Hofstadter's works have been among my favorites since I read his first book, Godel Escher Bach: An Eternal Golden Braid, in high school. The new book is, in fact, an updating of the ideas he first expressed in GEB. I have long hoped that he might address issues of the mind and consciousness in terms of atypical minds (such as autism), but aside from some passing discussion of those minds, I Am a Strange Loop does not provide any real insight into how the concept of "I" fits with autism.
On Monday, I was pleased to find a paper that specifically addresses the question of autism and "I", Self-Referential Cognition and Empathy in Autism, co-authored by Michael V. Lombardo, Jennifer L. Barnes, Sally J. Wheelwright, and Simon Baron-Cohen. From the paper's abstract:
Background. Individuals with autism spectrum conditions (ASC) have profound impairments in the interpersonal social domain, but it is unclear if individuals with ASC also have impairments in the intrapersonal self-referential domain.
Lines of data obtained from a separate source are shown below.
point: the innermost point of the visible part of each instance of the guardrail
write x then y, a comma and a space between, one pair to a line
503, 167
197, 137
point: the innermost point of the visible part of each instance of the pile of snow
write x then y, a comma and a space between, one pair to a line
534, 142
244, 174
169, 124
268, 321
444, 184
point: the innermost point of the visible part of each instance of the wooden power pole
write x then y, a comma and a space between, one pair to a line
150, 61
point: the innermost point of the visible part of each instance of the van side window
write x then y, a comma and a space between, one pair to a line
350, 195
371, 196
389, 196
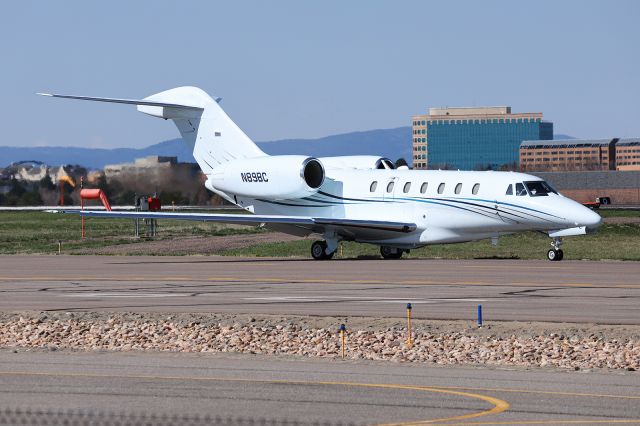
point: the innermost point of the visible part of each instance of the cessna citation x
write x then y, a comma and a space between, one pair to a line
354, 198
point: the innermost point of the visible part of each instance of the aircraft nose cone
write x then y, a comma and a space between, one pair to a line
589, 218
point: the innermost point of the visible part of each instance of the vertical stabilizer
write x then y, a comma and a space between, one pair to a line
211, 135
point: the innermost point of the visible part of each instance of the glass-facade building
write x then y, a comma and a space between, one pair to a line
474, 138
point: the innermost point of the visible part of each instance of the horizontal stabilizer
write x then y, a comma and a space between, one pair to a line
124, 101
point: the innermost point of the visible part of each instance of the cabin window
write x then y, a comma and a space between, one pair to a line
539, 188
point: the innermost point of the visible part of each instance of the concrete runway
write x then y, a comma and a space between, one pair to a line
568, 291
311, 391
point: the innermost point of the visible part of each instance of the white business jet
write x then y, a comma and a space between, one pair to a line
354, 198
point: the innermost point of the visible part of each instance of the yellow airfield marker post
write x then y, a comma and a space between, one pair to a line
409, 339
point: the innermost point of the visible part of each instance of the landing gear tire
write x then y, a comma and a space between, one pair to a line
390, 252
555, 255
318, 251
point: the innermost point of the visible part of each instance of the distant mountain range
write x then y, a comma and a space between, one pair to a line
390, 143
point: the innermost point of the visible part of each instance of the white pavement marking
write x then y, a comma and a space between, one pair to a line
297, 299
143, 295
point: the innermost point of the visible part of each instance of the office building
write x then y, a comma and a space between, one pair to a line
580, 154
474, 138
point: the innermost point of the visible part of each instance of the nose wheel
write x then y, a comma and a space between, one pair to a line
555, 254
390, 252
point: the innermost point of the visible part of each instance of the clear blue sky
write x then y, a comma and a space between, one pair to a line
293, 69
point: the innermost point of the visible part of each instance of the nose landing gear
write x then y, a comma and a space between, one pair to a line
556, 253
390, 252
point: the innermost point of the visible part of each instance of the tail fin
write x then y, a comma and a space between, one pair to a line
211, 135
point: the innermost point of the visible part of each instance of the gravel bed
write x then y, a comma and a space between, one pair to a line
571, 346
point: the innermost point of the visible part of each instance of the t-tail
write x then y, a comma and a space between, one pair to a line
212, 137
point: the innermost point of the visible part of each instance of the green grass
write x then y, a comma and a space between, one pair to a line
619, 242
618, 212
39, 232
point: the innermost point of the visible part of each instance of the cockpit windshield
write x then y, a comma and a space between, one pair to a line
539, 188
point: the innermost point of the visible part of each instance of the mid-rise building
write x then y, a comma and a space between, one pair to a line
580, 154
474, 137
628, 154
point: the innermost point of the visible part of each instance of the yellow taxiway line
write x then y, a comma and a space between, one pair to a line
499, 405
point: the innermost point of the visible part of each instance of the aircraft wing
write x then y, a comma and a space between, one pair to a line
317, 225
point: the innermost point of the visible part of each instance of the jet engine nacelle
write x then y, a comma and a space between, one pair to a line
366, 162
275, 177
We aimed to evaluate across several well validated measures in both domains, whether both self-referential cognition and empathy are impaired in ASC and whether these two domains are related to each other.
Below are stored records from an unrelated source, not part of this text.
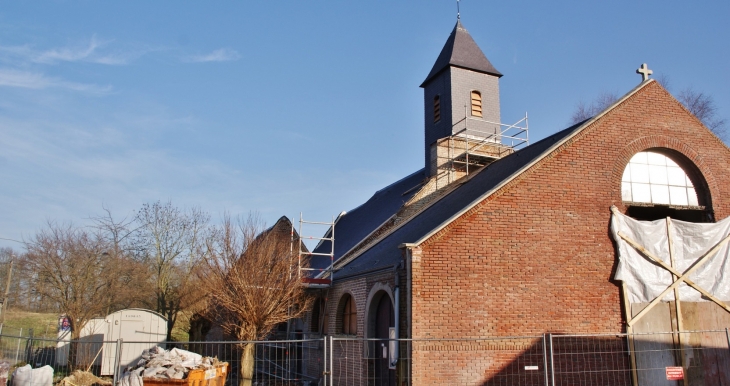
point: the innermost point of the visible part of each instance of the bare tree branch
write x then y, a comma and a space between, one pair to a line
252, 282
168, 241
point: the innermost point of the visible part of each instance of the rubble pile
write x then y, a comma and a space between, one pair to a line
83, 378
162, 364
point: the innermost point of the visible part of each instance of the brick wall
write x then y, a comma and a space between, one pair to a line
536, 256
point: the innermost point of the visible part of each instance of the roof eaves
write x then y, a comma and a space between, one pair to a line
344, 260
529, 165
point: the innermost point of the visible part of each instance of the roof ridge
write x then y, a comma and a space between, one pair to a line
577, 128
581, 126
367, 242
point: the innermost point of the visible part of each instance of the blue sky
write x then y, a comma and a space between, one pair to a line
285, 107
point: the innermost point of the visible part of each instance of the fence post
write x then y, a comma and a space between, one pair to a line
552, 360
17, 349
331, 368
544, 358
29, 348
117, 361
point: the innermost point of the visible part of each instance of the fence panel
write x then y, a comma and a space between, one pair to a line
492, 361
552, 360
703, 356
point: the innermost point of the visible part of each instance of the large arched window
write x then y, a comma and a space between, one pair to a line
653, 178
476, 104
349, 315
655, 186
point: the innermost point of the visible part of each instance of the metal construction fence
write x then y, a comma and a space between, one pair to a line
672, 358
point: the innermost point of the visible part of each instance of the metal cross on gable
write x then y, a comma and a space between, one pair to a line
644, 71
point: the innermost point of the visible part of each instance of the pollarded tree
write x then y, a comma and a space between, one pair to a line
252, 282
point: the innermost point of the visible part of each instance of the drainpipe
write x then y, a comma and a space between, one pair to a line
396, 306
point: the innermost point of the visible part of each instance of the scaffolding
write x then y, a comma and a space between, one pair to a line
476, 143
315, 277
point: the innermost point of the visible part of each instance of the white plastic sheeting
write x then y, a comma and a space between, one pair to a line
646, 280
27, 376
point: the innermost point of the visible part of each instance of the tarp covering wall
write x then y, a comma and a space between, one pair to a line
646, 280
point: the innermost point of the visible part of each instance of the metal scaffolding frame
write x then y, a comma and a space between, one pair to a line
315, 277
470, 148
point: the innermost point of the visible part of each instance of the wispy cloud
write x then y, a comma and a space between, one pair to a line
219, 55
34, 80
69, 54
94, 51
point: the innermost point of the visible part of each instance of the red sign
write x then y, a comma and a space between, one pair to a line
675, 373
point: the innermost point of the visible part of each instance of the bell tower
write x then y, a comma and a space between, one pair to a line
460, 92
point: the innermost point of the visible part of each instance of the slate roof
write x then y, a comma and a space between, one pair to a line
386, 253
356, 224
462, 51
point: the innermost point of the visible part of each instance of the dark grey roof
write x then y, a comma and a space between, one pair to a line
462, 51
356, 224
386, 253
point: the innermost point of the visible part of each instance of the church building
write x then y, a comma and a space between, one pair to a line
495, 237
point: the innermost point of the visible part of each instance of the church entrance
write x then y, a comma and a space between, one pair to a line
380, 352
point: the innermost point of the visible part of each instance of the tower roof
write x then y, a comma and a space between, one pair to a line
462, 51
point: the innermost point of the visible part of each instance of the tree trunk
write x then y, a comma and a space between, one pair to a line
247, 364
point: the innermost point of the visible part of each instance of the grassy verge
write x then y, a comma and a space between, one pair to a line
43, 324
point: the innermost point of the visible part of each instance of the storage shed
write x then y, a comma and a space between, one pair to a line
138, 329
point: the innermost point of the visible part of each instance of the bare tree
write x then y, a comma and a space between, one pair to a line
698, 103
252, 282
168, 241
703, 107
583, 111
79, 271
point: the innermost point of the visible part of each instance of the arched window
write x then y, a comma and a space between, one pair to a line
653, 178
476, 104
349, 316
436, 108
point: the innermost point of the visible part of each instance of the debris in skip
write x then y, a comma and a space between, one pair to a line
174, 367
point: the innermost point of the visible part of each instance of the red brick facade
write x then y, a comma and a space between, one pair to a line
536, 256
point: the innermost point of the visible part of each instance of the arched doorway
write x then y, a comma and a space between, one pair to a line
384, 320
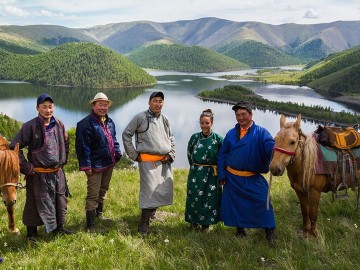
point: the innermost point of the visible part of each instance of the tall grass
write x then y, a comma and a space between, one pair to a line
117, 245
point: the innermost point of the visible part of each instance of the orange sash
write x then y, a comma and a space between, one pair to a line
240, 173
150, 157
214, 167
46, 170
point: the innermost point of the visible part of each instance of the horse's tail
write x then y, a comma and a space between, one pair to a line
310, 156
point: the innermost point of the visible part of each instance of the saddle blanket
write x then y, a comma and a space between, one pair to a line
330, 159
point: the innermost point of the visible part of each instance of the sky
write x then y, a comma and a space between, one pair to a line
88, 13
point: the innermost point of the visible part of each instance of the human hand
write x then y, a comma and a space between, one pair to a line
222, 182
88, 173
166, 159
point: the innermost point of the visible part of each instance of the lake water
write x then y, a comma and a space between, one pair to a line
18, 100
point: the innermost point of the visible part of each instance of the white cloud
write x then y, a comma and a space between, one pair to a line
48, 13
11, 10
311, 14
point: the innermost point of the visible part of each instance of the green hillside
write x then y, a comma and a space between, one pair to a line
74, 64
257, 54
336, 75
313, 49
34, 39
8, 126
170, 56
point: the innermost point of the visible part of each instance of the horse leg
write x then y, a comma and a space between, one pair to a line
314, 201
304, 204
11, 224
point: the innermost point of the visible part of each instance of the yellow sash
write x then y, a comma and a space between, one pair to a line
46, 170
150, 157
240, 173
214, 167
Conclusions/Significance. We conclude that individuals with ASC have broad impairments in both self-referential cognition and empathy. These two domains are also intrinsically linked and support predictions made by simulation theory. Our results also highlight a specific dysfunction in ASC within cortical midlines structures of the brain such as the medial prefrontal cortex.
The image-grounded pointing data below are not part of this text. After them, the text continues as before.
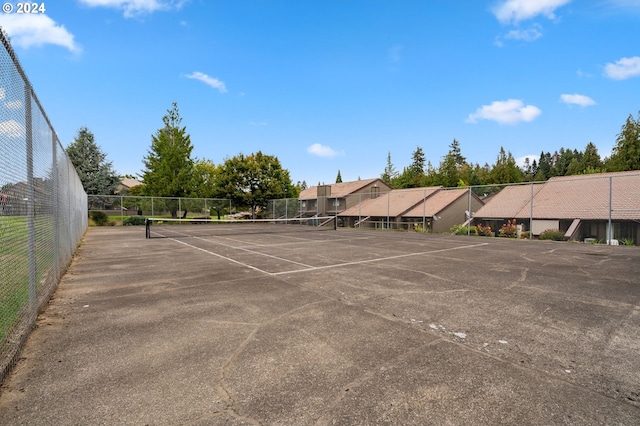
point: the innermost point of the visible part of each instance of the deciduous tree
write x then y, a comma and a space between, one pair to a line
252, 180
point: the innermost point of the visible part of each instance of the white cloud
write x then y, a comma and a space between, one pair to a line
12, 129
13, 104
510, 111
133, 8
623, 68
36, 30
576, 99
321, 150
530, 34
210, 81
514, 11
395, 53
520, 161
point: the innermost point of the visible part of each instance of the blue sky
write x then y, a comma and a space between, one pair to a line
335, 85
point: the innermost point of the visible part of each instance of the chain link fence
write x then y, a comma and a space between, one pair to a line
122, 209
43, 208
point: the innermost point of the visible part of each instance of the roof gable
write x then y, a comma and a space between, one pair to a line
569, 197
343, 189
393, 204
437, 202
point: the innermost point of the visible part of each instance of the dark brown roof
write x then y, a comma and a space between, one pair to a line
570, 197
587, 197
507, 203
436, 203
343, 189
392, 204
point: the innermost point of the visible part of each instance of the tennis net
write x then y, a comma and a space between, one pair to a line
156, 227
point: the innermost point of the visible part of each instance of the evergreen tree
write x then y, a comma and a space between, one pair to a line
168, 164
451, 166
390, 173
505, 170
544, 167
418, 162
94, 171
590, 159
626, 153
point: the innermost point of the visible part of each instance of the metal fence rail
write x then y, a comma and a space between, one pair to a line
43, 208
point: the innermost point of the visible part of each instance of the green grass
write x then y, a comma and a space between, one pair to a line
14, 265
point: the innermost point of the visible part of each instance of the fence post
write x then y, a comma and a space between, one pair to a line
531, 213
388, 208
609, 230
56, 206
424, 211
31, 229
359, 210
469, 220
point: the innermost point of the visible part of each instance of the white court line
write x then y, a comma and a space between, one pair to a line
316, 268
221, 256
358, 262
254, 252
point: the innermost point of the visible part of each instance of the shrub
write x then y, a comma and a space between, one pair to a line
509, 229
463, 230
483, 231
133, 220
552, 234
99, 218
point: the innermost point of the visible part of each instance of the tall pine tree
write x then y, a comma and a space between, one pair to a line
95, 172
168, 164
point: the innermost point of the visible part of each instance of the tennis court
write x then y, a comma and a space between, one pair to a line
293, 326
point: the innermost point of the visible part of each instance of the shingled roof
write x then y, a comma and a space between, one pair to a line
587, 197
509, 202
392, 204
436, 203
341, 189
570, 197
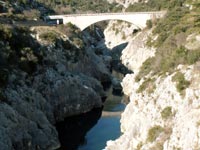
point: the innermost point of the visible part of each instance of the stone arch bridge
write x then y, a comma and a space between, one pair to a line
84, 20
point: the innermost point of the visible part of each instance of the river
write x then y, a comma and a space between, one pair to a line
91, 130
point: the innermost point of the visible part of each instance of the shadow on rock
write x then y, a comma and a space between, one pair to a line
73, 130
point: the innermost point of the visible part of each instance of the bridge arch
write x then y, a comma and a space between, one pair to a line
85, 20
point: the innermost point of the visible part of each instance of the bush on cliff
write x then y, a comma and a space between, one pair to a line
172, 31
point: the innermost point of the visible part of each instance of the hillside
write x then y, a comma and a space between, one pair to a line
163, 112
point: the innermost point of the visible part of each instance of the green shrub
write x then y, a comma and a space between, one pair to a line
3, 77
149, 24
154, 132
147, 85
181, 83
48, 36
166, 112
193, 56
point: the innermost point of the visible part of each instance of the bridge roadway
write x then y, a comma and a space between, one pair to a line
84, 20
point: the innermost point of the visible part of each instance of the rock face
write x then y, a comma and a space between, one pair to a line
125, 3
63, 84
165, 118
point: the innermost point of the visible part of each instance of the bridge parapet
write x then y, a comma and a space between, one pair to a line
84, 20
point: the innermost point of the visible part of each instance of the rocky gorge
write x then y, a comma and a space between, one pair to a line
48, 74
163, 112
65, 81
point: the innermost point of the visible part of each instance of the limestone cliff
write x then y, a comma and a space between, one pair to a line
163, 115
45, 76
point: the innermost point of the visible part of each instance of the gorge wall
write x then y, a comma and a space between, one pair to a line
161, 116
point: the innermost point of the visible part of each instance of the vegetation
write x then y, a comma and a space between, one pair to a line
49, 36
17, 49
181, 83
166, 112
155, 5
154, 132
147, 85
172, 32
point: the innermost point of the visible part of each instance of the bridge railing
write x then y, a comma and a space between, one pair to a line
104, 14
Instead of looking at autism as a syndrome of self-focus (the Kanner approach), the paper starts from the concept of "absent-self" put forth by Uta Frith in her book Autism: Explaining the Enigma. I had not heard of Frith before reading this paper, so I can't really comment on her ideas. But the paper itself seems to make sense. I'm still going through it, trying to understand all that they are studying and what their results mean. (I did learn a new word: alexithymia - difficulty identifying and describing one's own emotions.)
My first time through I Am a Strange Loop was to soak in the big concepts. I typically wait a few months before re-reading something like this so I can get into the details, but I think I'll start again sooner than that. (At the moment, I'm reading Steven Pinker's latest book The Stuff of Thought.) Now that I have a bit more information about autism and "I", I'll have a better context for processing what I read.
Another interesting note about the paper, it was originally published by the Public Library of Science under a Creative Commons license. The PLoS home page describes it as a "A new way of communicating peer-reviewed science and medicine", so I will assume the paper has been appropriately peer reviewed. But I think I will do a bit more checking just to be sure. (Of course, any insight from readers here would be greatly appreciated.)